In 1981, Gretel Ehrlich brought to Atlantic readers the solace of open spaces in Wyoming. In 1937, Rachel Carson wrote an essay, “Undersea,” that became her first book, Under the Sea-Wind. John Burroughs camped with Teddy Roosevelt in 1906. Over and over again there was John Muir, father of American environmentalism, fathering in August 1897. Wilson Flagg listened to the birds in 1858. Ralph Waldo Emerson, who co-founded The Atlantic in 1857, covered country life and his friend Henry David Thoreau—the O.G. woods-walker, who wrote famously and quite literally on walking.

This month, the magazine features a Will Deresiewicz essay on Annie Dillard, the Pulitzer Prize-winning nature writer:

Dillard declared her arrival, at the age of 28—brash and bold and talented beyond belief—with Pilgrim at Tinker Creek (1974).

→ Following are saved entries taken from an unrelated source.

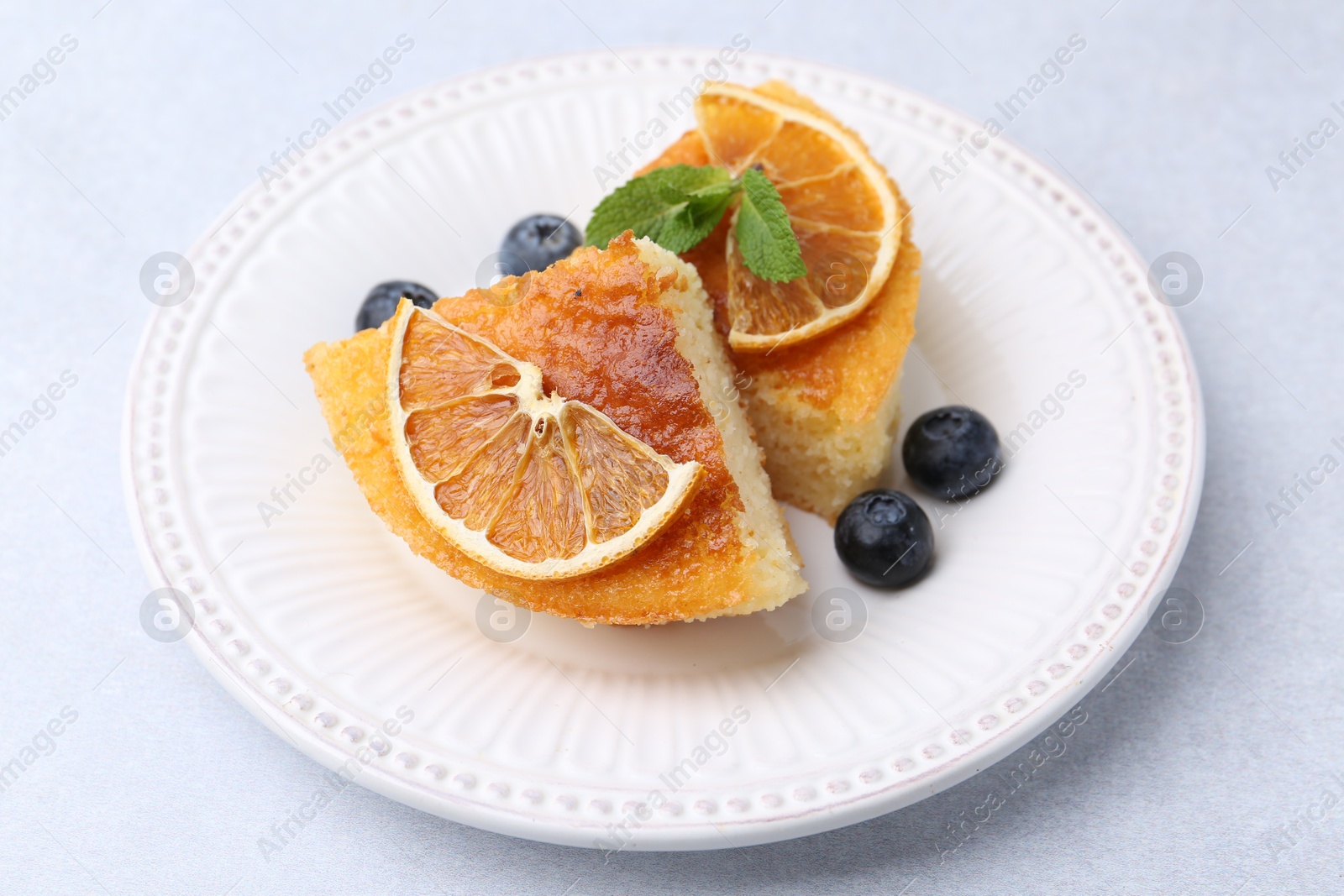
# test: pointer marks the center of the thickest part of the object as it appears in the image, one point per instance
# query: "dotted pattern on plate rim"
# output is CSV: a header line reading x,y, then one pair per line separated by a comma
x,y
339,727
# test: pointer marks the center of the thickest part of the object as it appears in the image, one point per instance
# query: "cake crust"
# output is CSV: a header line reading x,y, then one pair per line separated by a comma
x,y
608,328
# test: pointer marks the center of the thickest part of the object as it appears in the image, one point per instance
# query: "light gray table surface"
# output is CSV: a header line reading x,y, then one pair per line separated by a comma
x,y
1205,768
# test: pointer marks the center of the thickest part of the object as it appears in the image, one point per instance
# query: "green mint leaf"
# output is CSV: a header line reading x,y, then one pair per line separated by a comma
x,y
765,238
676,207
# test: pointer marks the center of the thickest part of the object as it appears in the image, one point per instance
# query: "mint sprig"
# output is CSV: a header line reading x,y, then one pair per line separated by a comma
x,y
679,206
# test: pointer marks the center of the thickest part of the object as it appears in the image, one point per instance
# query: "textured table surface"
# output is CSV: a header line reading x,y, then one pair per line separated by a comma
x,y
1205,768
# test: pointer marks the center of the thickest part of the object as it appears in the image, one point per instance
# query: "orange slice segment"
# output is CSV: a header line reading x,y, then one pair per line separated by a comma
x,y
528,484
840,203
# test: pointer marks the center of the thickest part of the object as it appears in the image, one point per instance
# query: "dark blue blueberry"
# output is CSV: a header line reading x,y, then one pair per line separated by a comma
x,y
952,452
885,539
382,301
538,242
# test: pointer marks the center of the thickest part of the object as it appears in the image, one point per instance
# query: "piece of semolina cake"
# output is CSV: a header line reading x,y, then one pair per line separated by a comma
x,y
628,331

The book was unabashed about its lineage.

An ardent young American takes to the woods, anchoring herself beside a water. Sojourning for many a season, she distills her experience down to a symbolic single year. “I propose to keep here,” she announces at the start of her account, “what Thoreau called ‘a meteorological journal of the mind.’” She scrutinizes nature with monastic patience and a microscopic eye. She delivers doctrine with the certainty of revelation and the arrogance (and agedness) of youth. She summons us to wake from dull routine. With flourishes of brass, she proclaims a new dawn.

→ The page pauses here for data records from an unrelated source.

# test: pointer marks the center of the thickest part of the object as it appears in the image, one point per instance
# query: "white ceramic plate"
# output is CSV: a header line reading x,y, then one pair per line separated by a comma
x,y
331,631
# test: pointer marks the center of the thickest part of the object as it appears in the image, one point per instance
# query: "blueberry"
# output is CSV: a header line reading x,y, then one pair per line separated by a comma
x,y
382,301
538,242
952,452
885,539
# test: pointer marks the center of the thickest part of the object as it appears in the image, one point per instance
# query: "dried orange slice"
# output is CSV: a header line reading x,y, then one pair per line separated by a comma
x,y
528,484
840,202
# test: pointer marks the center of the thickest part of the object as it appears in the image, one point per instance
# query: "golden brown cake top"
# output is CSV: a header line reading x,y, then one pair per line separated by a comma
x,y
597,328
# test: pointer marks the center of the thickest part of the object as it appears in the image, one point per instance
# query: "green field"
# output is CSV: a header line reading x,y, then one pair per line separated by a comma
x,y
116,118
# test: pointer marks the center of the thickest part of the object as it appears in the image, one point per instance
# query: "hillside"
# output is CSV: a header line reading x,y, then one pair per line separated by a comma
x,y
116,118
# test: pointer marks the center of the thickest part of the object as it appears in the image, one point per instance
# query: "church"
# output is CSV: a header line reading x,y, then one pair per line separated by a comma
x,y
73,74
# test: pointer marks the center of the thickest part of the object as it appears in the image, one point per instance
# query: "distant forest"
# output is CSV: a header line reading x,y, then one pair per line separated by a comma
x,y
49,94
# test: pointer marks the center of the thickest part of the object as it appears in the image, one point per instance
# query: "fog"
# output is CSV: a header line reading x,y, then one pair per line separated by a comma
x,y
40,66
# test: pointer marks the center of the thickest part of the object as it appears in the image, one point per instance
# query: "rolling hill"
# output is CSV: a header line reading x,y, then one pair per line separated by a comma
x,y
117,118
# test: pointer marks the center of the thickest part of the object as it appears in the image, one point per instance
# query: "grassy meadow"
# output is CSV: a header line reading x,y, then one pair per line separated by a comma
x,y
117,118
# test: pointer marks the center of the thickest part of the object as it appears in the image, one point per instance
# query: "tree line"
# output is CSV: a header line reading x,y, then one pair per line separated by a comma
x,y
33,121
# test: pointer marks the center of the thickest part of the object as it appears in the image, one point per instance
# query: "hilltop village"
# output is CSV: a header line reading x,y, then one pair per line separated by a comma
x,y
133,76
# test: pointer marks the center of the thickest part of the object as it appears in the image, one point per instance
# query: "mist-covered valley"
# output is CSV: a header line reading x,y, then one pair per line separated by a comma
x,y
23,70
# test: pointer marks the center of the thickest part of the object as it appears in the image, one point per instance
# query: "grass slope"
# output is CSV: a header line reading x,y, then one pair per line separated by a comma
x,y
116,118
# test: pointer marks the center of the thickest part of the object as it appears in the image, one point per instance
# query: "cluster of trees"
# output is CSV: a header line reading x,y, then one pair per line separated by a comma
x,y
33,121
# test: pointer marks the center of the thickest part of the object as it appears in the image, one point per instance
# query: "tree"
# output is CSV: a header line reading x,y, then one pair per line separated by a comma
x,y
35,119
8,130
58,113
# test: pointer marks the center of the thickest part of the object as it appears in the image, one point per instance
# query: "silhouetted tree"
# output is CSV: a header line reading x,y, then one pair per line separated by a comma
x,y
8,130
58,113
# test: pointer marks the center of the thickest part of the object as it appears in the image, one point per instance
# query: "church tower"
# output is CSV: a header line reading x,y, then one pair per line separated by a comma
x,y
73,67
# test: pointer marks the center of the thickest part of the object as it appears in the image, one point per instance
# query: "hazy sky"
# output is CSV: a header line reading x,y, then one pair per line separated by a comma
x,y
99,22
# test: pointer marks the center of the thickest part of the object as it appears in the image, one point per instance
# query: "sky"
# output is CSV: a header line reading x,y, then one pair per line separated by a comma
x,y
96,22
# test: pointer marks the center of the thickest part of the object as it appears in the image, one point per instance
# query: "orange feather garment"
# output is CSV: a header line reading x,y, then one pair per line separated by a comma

Last February, also in The Atlantic, Diana Saverin named Dillard “Thoreau of the Suburbs,” explaining that when she wrote Pilgrim at Tinker Creek, Dillard didn’t think she could make a “Virginia housewife” marketable to a genre dominated by white men, so she edited her suburban life out of the book and replaced it with rural and solitary surroundings. Here’s Saverin:

[I]t wasn’t long before my copy of Pilgrim was nearly as tattered and broken as my Walden. When I found out about her Yale archive, I dove in without looking for anything in particular—maybe a few more lyrical passages and some answers to nosy questions, like what her parents had thought when she’d married her professor as a 20-year-old, why she’d divorced that husband, and how she’d met her new one. What I found, though, was evidence of her deliberate effort to join the ranks of American authors who had ventured alone into the wild.

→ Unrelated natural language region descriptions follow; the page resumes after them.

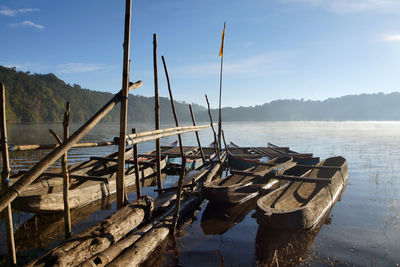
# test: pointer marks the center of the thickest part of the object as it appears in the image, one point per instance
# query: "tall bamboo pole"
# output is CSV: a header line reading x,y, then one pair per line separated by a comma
x,y
5,173
30,176
220,89
197,135
173,105
67,213
136,162
121,196
157,113
212,127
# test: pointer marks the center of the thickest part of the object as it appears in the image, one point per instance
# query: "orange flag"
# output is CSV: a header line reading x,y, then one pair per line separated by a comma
x,y
221,51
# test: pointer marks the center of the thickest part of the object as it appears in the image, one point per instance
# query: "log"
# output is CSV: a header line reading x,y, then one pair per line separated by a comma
x,y
139,251
157,111
14,190
121,194
197,135
52,146
97,238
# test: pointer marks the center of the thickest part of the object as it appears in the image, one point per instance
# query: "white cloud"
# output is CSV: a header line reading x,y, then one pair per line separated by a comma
x,y
13,12
27,24
248,44
262,64
391,38
81,67
353,6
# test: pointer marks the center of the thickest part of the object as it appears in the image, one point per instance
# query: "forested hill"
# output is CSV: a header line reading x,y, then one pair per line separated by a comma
x,y
42,98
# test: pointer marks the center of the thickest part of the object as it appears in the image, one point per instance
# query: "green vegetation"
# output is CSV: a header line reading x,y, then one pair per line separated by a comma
x,y
42,98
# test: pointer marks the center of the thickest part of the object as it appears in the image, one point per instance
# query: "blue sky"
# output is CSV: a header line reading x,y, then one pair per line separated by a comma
x,y
274,49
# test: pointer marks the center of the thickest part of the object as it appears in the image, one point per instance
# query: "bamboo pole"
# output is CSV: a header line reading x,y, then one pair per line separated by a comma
x,y
178,196
67,213
223,138
197,135
136,163
121,196
212,127
50,158
157,112
5,173
220,89
172,104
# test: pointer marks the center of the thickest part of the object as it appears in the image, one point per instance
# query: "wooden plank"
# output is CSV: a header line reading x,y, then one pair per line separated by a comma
x,y
157,111
9,195
121,195
301,178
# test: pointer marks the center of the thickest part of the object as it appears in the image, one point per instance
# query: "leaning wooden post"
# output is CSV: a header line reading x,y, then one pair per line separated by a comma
x,y
173,106
212,127
27,178
5,173
157,113
67,213
121,196
197,135
178,196
223,138
136,162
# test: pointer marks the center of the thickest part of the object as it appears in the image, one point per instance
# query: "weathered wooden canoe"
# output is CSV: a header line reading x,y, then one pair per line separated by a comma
x,y
218,218
240,186
91,180
241,158
305,200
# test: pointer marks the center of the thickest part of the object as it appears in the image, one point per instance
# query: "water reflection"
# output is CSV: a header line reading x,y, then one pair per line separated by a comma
x,y
219,218
285,248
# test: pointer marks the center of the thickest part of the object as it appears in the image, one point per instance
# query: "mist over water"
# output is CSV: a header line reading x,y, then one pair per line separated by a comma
x,y
364,228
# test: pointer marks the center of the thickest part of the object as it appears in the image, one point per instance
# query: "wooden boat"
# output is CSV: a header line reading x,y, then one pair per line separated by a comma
x,y
306,199
90,180
241,158
240,186
219,218
284,247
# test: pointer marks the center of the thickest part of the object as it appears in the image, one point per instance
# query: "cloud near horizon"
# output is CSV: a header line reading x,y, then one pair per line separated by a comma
x,y
13,12
27,24
262,64
353,6
391,38
77,67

But today Deresiewicz asks, “Where Have You Gone, Annie Dillard?” In 1973, a year before Pilgrim at Tinker Creek, she was here, in the pages of The Atlantic, walking:

The world has signed a pact with the devil; it had to. It is a covenant to which every thing, even every hydrogen atom, is bound. The terms are clear: if you want to live, you have to die; you cannot have mountains and creeks without space, and space is a beauty married to a blind man. The blind man is Freedom, or Time, and he does not go anywhere without his great dog Death. The world came into being with the signing of the contract. A scientist calls it the Second Law of Thermodynamics. A poet says, “The force that through the green fuse drives the flower/ Drives my green age.” This is what we know. The rest is gravy.